Kabut Berarak #27

10.1K 776 20
                                    

Hai....

Semoga masih pada sehat aja dan nggak kebanjiran ya.

Tetap berhati-hati dan jaga kesehatan.

Biar nggak mumet, baca yang bikin senyum-senyum ini yuk.




Kepala Tara mau pecah melihat dua pria saling bertatapan tajam dengan gestur seolah ingin menjatuhkan satu sama lain. Tara maklum jika Yoga marah karena dia tak pernah memberi kabar. Namun, Tara punya alasan untuk itu. Mereka menjual rumah peninggalan orang tua tanpa sedikit pun meminta pendapatnya. Padahal rumah itulah satu-satunya tempatnya berteduh. Semua keputusan yang diambil tak pernah sedikit pun melibatkannya. Lalu apa dia harus bertahan jika mereka tak pernah menganggap dirinya ada?

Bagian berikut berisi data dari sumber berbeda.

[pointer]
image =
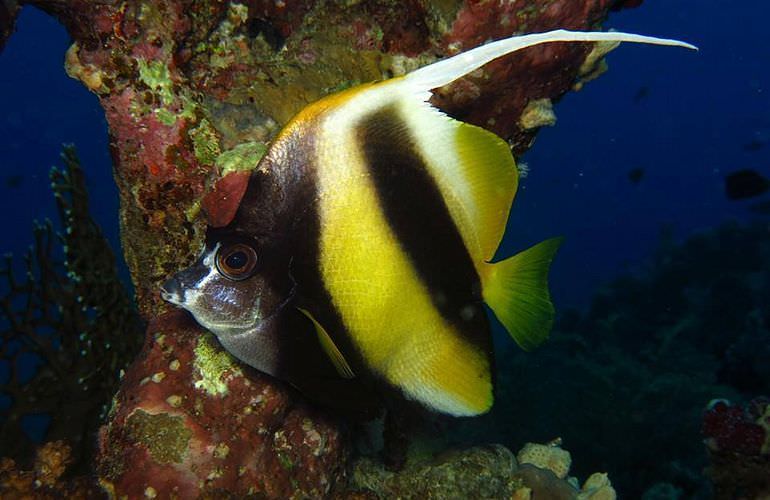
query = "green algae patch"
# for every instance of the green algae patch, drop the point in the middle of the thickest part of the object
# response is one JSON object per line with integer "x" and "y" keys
{"x": 205, "y": 143}
{"x": 213, "y": 367}
{"x": 165, "y": 436}
{"x": 155, "y": 75}
{"x": 242, "y": 158}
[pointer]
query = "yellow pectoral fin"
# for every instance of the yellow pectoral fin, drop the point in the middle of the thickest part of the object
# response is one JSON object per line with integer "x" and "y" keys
{"x": 516, "y": 289}
{"x": 330, "y": 348}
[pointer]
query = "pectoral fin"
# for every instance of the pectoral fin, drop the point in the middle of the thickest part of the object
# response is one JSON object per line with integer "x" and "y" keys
{"x": 330, "y": 348}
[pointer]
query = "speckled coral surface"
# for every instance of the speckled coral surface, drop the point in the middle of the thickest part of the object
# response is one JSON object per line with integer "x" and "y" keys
{"x": 191, "y": 421}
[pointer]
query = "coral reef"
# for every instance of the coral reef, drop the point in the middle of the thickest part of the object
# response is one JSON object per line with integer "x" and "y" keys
{"x": 738, "y": 441}
{"x": 68, "y": 327}
{"x": 481, "y": 472}
{"x": 640, "y": 365}
{"x": 246, "y": 435}
{"x": 44, "y": 481}
{"x": 193, "y": 91}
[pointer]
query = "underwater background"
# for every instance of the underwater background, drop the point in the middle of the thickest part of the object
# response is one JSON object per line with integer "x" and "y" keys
{"x": 661, "y": 286}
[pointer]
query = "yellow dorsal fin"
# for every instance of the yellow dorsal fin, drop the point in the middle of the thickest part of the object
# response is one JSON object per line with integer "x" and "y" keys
{"x": 330, "y": 348}
{"x": 516, "y": 289}
{"x": 474, "y": 170}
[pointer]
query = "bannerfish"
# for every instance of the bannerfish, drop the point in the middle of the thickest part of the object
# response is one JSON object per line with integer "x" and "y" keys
{"x": 372, "y": 220}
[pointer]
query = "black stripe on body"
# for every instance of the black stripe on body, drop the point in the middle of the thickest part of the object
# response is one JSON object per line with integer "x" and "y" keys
{"x": 279, "y": 212}
{"x": 420, "y": 219}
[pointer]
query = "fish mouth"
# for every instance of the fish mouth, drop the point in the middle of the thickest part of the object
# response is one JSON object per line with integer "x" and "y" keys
{"x": 171, "y": 291}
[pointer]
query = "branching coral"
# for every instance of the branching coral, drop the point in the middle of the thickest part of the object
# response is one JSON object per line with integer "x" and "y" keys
{"x": 71, "y": 319}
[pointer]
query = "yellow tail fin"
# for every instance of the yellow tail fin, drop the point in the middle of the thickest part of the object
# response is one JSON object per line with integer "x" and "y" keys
{"x": 516, "y": 289}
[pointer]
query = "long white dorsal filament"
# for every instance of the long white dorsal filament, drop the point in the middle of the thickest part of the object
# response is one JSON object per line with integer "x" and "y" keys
{"x": 448, "y": 70}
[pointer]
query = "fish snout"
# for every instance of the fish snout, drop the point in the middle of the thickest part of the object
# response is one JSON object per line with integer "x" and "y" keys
{"x": 172, "y": 291}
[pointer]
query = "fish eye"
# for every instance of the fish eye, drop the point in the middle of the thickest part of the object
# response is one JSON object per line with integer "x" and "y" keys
{"x": 236, "y": 262}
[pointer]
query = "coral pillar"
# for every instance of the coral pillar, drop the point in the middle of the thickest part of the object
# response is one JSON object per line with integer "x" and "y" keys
{"x": 194, "y": 90}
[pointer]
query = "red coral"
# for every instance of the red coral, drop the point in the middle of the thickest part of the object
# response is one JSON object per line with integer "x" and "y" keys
{"x": 172, "y": 437}
{"x": 738, "y": 440}
{"x": 223, "y": 200}
{"x": 732, "y": 428}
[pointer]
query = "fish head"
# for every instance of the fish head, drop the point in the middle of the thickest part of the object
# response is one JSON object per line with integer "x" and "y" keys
{"x": 237, "y": 293}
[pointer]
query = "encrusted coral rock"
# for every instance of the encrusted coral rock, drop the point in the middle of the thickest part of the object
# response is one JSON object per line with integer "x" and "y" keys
{"x": 191, "y": 421}
{"x": 45, "y": 480}
{"x": 597, "y": 487}
{"x": 481, "y": 472}
{"x": 546, "y": 456}
{"x": 474, "y": 473}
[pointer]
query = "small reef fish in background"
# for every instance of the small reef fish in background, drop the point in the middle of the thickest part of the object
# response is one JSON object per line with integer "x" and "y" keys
{"x": 635, "y": 175}
{"x": 361, "y": 251}
{"x": 746, "y": 183}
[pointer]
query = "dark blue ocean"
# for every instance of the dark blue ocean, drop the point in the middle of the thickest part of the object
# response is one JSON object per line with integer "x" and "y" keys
{"x": 641, "y": 152}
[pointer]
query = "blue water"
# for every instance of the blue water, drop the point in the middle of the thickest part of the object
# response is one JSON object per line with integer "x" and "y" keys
{"x": 686, "y": 133}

Pada Aria, Tara tak berani meliriknya. Ia sangat tahu Aria pasti sangat kesal dengan kehadiran Yoga. Masa lalu Tara telah diketahui Aria jadi wajar jika lelaki itu punya aura ingin menghajar Yoga. Calon kakak ipar padahal. Apa tadi, calon suaminya? Tara hampir terjengkang saking terkejutnya, tetapi tentu saja itu tidak ia lakukan. Belum lagi menghadapi Yoga yang matanya sudah mendelik menatapnya begitu Aria mengucapkan kalimat tadi. Duh, semakin rumit masalah kalau begini.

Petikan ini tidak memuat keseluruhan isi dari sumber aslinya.